Velsharoon

Da Faerun's Legends.
Allineamenti dei chierici
LB NB CB
LN NN CN
LM NM CM
  • Titoli: Colui che si Gloria, Arcimago della Necromanzia, Signore della Cripta Abbandonata
  • Livello: Divinità Minore
  • Allineamento: Neutrale Malvagio
  • Domini: Magia, Male, Morte, Non Morte.
  • Aree di Influenza: Negromanzia, negromanti, lich malvagi, non morti
  • Arma Preferita: "Il Bastone Teschio del Necromante" (bastone ferrato)




Carattere e reputazione[modifica sorgente]

Velsharoon (vel-shah-roon) è una divinità vanitosa, egoista, meschina, ma molto astuta consumata dalla vendetta, ossessionata dalla sperimentazione su esseri viventi e morti e indifferente al destino delle creature inferiori. Per molti versi continua a comportarsi come il mortale che era di recente, anche se con un potere di gran lunga maggiore a sua disposizione rispetto a prima.
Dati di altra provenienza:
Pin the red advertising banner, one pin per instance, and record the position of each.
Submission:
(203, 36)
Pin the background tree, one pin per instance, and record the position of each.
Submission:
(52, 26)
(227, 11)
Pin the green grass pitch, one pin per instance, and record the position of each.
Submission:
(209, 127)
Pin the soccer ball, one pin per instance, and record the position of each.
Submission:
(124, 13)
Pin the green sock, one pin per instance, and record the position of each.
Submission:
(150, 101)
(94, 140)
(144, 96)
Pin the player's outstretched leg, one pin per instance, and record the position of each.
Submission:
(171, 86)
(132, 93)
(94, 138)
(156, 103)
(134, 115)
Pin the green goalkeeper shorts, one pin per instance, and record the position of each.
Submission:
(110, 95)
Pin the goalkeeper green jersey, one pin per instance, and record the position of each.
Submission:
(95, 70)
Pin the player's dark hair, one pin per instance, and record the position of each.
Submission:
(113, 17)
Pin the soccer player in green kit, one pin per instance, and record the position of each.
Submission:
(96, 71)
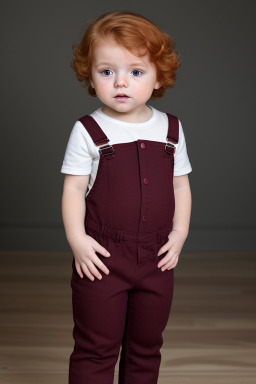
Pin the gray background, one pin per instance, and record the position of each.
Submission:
(214, 97)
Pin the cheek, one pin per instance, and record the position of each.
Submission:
(102, 87)
(144, 90)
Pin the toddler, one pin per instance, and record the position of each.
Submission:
(126, 201)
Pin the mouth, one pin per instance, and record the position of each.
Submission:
(120, 95)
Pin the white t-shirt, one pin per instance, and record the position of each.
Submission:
(82, 155)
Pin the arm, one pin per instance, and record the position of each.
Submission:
(73, 206)
(84, 247)
(183, 204)
(181, 220)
Clero e templi[modifica sorgente]

La chiesa di Velsharoon è nuova e la gerarchia esistente si trova all'interno dei singoli templi. Molti chierici di Velsharoon trascorrono le loro giornate nella ricerca negromantica, cercando di comprendere ed espandere la conoscenza collettiva della fede sulla vita, la morte e la non morte. La maggior parte ha creato centinaia di servitori non morti, alcuni dei quali unici. Quando una creazione non morta ha raggiunto il suo scopo, questi ricercatori coinvolti in se stessi spesso marchiano il simbolo della loro divinità sul petto e poi gli ordinano di vagare a caso per Faerun. Altri chierici di Velsharoon sono coinvolti in attività di "sostegno" per la fede: furto di tombe, imbalsamazione o insegnamento. Alcuni dei chierici di basso livello più congeniali a volte curano i mali minori della popolazione per portare fondi o provviste mondane per la chiesa e per raccogliere più facilmente informazioni sui suoi nemici.
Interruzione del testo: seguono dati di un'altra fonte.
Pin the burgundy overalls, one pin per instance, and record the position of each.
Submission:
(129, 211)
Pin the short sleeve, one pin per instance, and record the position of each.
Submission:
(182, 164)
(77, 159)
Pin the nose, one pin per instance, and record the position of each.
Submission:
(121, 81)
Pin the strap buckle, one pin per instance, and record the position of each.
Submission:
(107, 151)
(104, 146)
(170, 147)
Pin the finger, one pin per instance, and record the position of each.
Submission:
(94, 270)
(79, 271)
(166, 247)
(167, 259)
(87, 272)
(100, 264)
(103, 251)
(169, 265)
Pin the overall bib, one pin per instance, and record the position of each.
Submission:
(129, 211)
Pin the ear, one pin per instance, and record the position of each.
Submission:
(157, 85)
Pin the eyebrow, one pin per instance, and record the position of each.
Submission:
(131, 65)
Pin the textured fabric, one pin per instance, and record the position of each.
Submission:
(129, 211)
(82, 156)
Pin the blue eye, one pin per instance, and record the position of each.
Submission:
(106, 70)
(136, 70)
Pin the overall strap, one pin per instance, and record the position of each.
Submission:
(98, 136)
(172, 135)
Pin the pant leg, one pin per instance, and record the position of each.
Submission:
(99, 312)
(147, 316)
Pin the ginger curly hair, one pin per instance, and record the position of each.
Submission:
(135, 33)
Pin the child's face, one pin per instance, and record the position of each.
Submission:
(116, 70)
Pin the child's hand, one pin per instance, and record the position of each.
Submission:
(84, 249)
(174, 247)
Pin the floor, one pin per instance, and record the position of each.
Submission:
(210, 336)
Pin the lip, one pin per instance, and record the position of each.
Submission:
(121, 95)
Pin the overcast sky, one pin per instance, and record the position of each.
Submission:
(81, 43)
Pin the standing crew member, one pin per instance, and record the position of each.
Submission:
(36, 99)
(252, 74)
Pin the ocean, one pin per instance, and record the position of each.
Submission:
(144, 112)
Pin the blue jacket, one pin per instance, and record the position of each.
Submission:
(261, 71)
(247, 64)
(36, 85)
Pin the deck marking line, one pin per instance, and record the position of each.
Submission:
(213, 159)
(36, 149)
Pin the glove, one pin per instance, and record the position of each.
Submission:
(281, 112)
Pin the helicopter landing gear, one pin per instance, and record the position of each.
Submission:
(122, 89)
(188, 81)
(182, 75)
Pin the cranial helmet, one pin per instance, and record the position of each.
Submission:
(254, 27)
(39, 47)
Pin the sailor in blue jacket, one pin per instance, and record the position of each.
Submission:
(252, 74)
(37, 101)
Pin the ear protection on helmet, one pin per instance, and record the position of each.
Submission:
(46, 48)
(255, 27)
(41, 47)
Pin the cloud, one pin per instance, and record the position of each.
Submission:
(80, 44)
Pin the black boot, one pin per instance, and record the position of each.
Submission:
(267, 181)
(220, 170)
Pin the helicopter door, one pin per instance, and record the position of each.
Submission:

I chierici di Velsharoon pregano per i loro incantesimi a mezzanotte, quando i segreti della notte vengono scoperti al meglio. Per una fede relativamente giovane, il clero di Velsharoon ha stabilito rapidamente un gran numero di giorni sacri e rituali. La fede deve ancora fondersi in un credo omogeneo, tuttavia, e rituali molto diversi si trovano non solo nei diversi templi ma anche all'interno dei singoli templi. Due rituali sono diventati abbastanza diffusi. The Binding of the Crypt e the Pact of the Everlasting sono due rituali eseguiti da potenti chierici, che consentono loro di tornare come creature non morte o di essere risuscitati automaticamente dai morti se vengono uccisi. Entrambi i rituali comportano numerosi altri orribili incantesimi e il cattivo sacrificio di numerosi senzienti di buon allineamento. Eminenti teologi della fede affermano che questi rituali sono semplicemente i due dei sette che Velsharoon deve rivelare lungo un percorso per raggiungere l'immortalità. Molti chierici diventano multiclasse come discepoli divini, negromanti o (se fanno parte del Culto del Drago) come portatori di porpora.
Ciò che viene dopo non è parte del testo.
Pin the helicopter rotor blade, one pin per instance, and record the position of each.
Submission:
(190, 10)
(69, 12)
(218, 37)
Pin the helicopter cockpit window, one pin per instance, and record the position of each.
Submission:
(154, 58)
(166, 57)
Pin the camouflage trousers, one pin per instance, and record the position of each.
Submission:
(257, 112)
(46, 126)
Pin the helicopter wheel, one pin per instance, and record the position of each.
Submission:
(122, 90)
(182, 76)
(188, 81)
Storia e relazioni con altre divinità[modifica sorgente]

Come mortale, Velsharoon era un rinnegato mago rosso di Thay il cui principale rivale era Szass Tam. Ha scoperto un metodo stabilito da Talos per un mortale per raggiungere la divinità, ma si è presto reso conto che il Signore delle Tempeste lo avrebbe semplicemente sfruttato fino a quando non fosse stato distrutto. Velsharoon ha poi spostato la sua fedeltà ad Azuth , che, con l'aiuto di Mystra , ha impedito a Talos di cercare vendetta. Da allora Velsharoon ha segretamente rinnovato la sua alleanza con Talos e ha iniziato a flirtare con Shar , anche se nominalmente serve ancora Azuth. Velsharoon detesta Cyric , Jergal e Kelemvor , poiché tutti e tre hanno regolarmente sconvolto i suoi piani. Zitto perdente

Dogma[modifica sorgente]

La vita e la morte sono le facce gemelle dell'esistenza eterna. Arrendersi a entrambi significa rassegnarsi all'oscurità. Il vero potere risiede nella zona crepuscolare tra la vita e la morte. Cercando di esplorare ed estendere la condizione e la forma mortali - anche la stessa vita mortale - si amplia la conoscenza del mondo e della sua infinita complessità. Nessuno interferisca con il perseguimento di tale ricerca, perché il risultato finale giustificherà più che i sacrifici necessari lungo il percorso. La conoscenza è potere e la conoscenza della vita e della morte porta potere su tutti gli esseri, viventi e non viventi.